L’audition de Robert Bourgi, arrivé en début d’après-midi dans les locaux de la brigade financière de la police judiciaire à Paris, se poursuivait en fin d’après-midi, selon une source proche de l’enquête qui n’a pas donné plus de détail.
Dans une interview au JDD le 11 septembre, l’avocat avait affirmé avoir transporté à plusieurs reprises dans des valises des sommes provenant de chefs d’Etat africains, pour un montant de quelque 20 millions de dollars.
Cet ancien conseiller de l’ombre chargé des affaires africaines avait ensuite accusé Jean-Marie Le Pen d’avoir lui aussi reçu des fonds occultes de chefs d’Etat africains pour financer sa campagne présidentielle de 1988.
A la suite des accusations de Robert Bourgi, le parquet de Paris a diligenté le 13 septembre une enquête préliminaire tandis que MM. Chirac et de Villepin ainsi que le président sénégalais Abdoulaye Wade ont dit leur intention de l’attaquer en diffamation.
Jusqu’à présent seul Jean-Marie Le Pen a saisi la justice d’une citation directe pour diffamation à l’encontre de M. Bourgi.

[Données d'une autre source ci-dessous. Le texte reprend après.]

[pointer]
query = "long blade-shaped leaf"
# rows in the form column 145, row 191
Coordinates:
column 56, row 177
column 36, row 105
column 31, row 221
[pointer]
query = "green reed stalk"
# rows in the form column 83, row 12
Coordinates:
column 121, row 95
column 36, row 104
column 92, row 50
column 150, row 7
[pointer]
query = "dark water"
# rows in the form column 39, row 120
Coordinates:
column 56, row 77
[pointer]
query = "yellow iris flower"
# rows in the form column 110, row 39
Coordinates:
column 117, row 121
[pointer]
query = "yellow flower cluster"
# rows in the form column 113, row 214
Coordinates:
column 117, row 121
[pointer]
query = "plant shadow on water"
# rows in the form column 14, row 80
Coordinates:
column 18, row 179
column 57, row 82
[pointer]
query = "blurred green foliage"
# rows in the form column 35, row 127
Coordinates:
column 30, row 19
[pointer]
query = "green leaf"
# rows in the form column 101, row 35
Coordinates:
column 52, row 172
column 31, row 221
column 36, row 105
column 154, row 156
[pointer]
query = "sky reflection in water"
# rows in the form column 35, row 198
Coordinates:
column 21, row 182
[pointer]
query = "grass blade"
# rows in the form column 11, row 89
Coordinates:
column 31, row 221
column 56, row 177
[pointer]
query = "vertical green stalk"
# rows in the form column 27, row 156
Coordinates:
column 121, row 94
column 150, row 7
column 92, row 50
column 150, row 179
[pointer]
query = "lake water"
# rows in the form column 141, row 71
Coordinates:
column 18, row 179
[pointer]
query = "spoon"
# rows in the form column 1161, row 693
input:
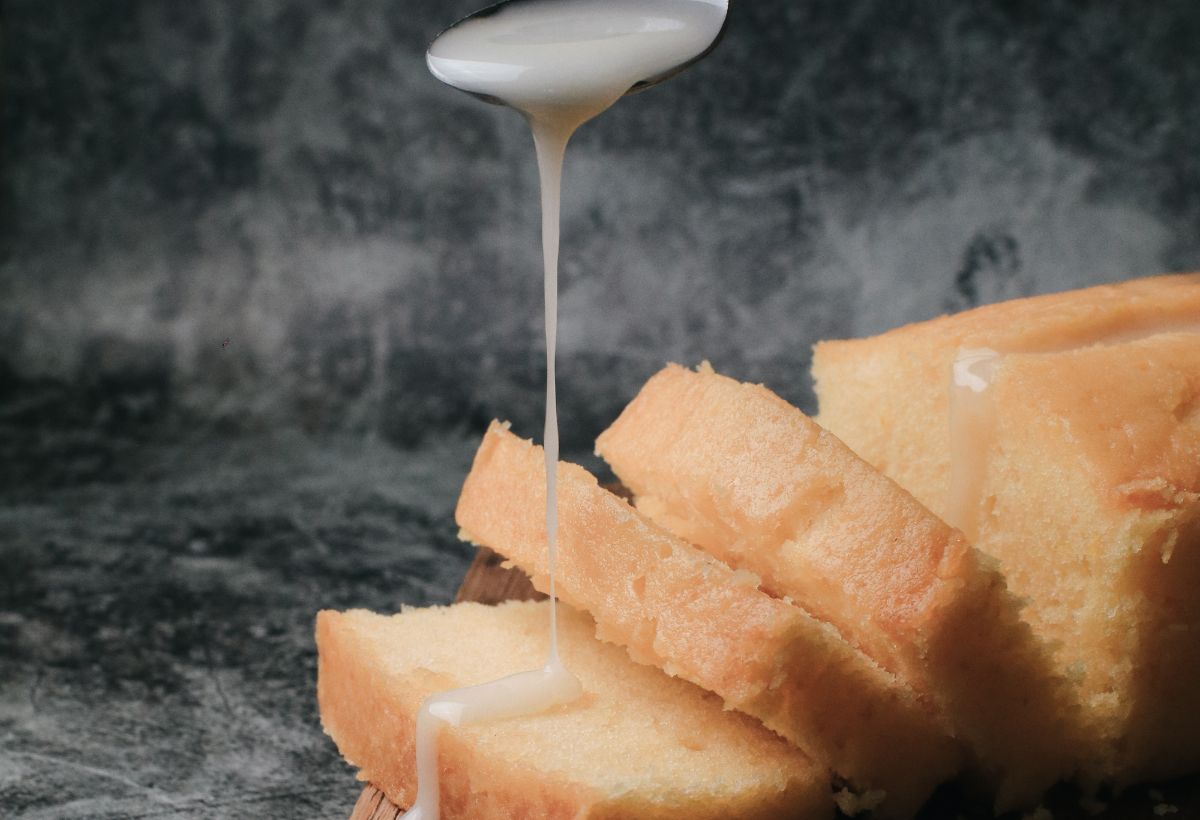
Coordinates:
column 514, row 48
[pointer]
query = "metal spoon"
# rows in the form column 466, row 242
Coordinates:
column 640, row 85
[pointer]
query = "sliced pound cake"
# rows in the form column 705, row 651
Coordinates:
column 684, row 611
column 636, row 746
column 1084, row 484
column 736, row 470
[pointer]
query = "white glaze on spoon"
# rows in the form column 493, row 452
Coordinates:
column 559, row 63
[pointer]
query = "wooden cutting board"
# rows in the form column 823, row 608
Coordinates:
column 489, row 582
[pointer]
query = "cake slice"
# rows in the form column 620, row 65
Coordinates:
column 637, row 744
column 1089, row 473
column 682, row 610
column 736, row 470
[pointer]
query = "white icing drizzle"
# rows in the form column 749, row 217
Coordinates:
column 972, row 411
column 972, row 420
column 559, row 63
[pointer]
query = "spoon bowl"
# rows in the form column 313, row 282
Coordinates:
column 549, row 36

Dans son interview au JDD, puis à plusieurs reprises dans d’autres média, Robert Bourgi disait avoir « participé à plusieurs remises de mallettes à Jacques Chirac, en personne, à la mairie de Paris ». Selon lui, « il n’y avait jamais moins de 5 millions de francs. Cela pouvait aller jusqu’à 15 millions ».

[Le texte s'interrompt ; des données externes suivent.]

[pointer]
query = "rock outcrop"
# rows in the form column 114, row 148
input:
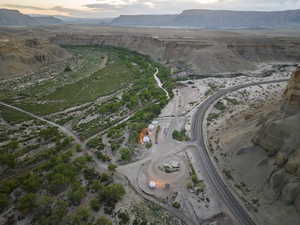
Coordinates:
column 280, row 138
column 292, row 94
column 215, row 19
column 22, row 57
column 217, row 53
column 15, row 18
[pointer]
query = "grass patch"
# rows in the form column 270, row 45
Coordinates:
column 13, row 116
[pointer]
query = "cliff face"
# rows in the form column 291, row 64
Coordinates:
column 15, row 18
column 21, row 57
column 215, row 19
column 199, row 56
column 280, row 138
column 292, row 94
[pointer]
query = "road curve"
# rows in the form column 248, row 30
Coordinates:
column 159, row 83
column 61, row 128
column 214, row 178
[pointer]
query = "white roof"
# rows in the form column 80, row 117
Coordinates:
column 152, row 184
column 146, row 139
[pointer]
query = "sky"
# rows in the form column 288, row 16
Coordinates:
column 113, row 8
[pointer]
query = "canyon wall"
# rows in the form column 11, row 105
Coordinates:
column 25, row 57
column 280, row 138
column 197, row 55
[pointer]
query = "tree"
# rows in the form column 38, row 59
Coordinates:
column 32, row 183
column 126, row 154
column 8, row 159
column 58, row 183
column 3, row 201
column 76, row 194
column 112, row 167
column 27, row 203
column 113, row 192
column 103, row 221
column 43, row 205
column 95, row 204
column 80, row 216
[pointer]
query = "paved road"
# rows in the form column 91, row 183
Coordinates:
column 61, row 128
column 159, row 83
column 214, row 178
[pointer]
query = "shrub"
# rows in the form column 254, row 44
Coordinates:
column 180, row 135
column 126, row 154
column 112, row 167
column 103, row 221
column 176, row 205
column 95, row 204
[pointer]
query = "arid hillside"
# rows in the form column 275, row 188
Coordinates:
column 193, row 51
column 280, row 138
column 24, row 57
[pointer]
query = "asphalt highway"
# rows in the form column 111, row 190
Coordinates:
column 216, row 181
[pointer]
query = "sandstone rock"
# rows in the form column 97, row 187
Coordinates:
column 21, row 57
column 278, row 181
column 292, row 94
column 297, row 203
column 292, row 166
column 290, row 193
column 280, row 159
column 280, row 136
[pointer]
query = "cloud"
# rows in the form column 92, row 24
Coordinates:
column 24, row 7
column 112, row 8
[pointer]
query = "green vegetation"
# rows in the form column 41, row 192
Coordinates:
column 176, row 205
column 126, row 154
column 180, row 135
column 220, row 106
column 13, row 116
column 45, row 175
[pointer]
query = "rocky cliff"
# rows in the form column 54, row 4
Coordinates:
column 215, row 19
column 15, row 18
column 21, row 57
column 280, row 138
column 197, row 55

Celui qui se présente volontiers comme le successeur de Jacques Foccart, le « Monsieur Afrique » de l’Elysée des gaullistes, avait expliqué avoir recueilli des fonds de cinq chefs d’Etat africains : Abdoulaye Wade (Sénégal), Blaise Compaoré (Burkina Faso), Laurent Gbagbo (Côte d’Ivoire), Denis Sassou Nguesso (Congo-Brazzaville) et Omar Bongo (Gabon).

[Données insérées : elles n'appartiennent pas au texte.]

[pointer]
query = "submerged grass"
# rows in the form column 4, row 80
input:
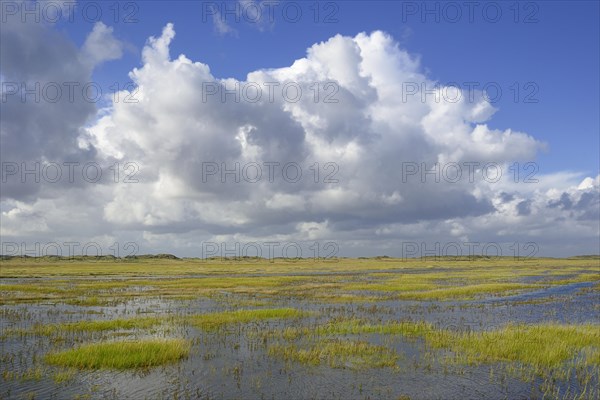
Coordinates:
column 122, row 355
column 92, row 326
column 338, row 353
column 541, row 346
column 213, row 321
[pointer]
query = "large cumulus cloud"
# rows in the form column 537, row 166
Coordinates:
column 364, row 139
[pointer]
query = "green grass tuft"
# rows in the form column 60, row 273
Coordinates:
column 122, row 355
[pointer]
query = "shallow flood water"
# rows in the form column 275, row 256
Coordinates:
column 234, row 361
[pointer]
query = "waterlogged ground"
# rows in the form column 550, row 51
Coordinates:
column 347, row 329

L’opposition au président Compaoré a demandé l’ouverture d’une enquête de la justice burkinabè. Ouagadougou a rejeté des accusations « grotesques ».
A plusieurs reprises, M. Bourgi a affirmé que Nicolas Sarkozy, dont il s’est rapproché en 2005, a mis un terme à cette pratique.
Mais dans l’ouvrage de Pierre Péan, « La République des mallettes », l’ancien « M. Afrique » de Jacques Chirac, le diplomate Michel de Bonnecorse, accuse Bourgi d’avoir remis en 2006 une valise avec de l’argent d’Omar Bongo et de Denis Sassou Nguesso « aux pieds du ministre de l’Intérieur » de l’époque, Nicolas Sarkozy.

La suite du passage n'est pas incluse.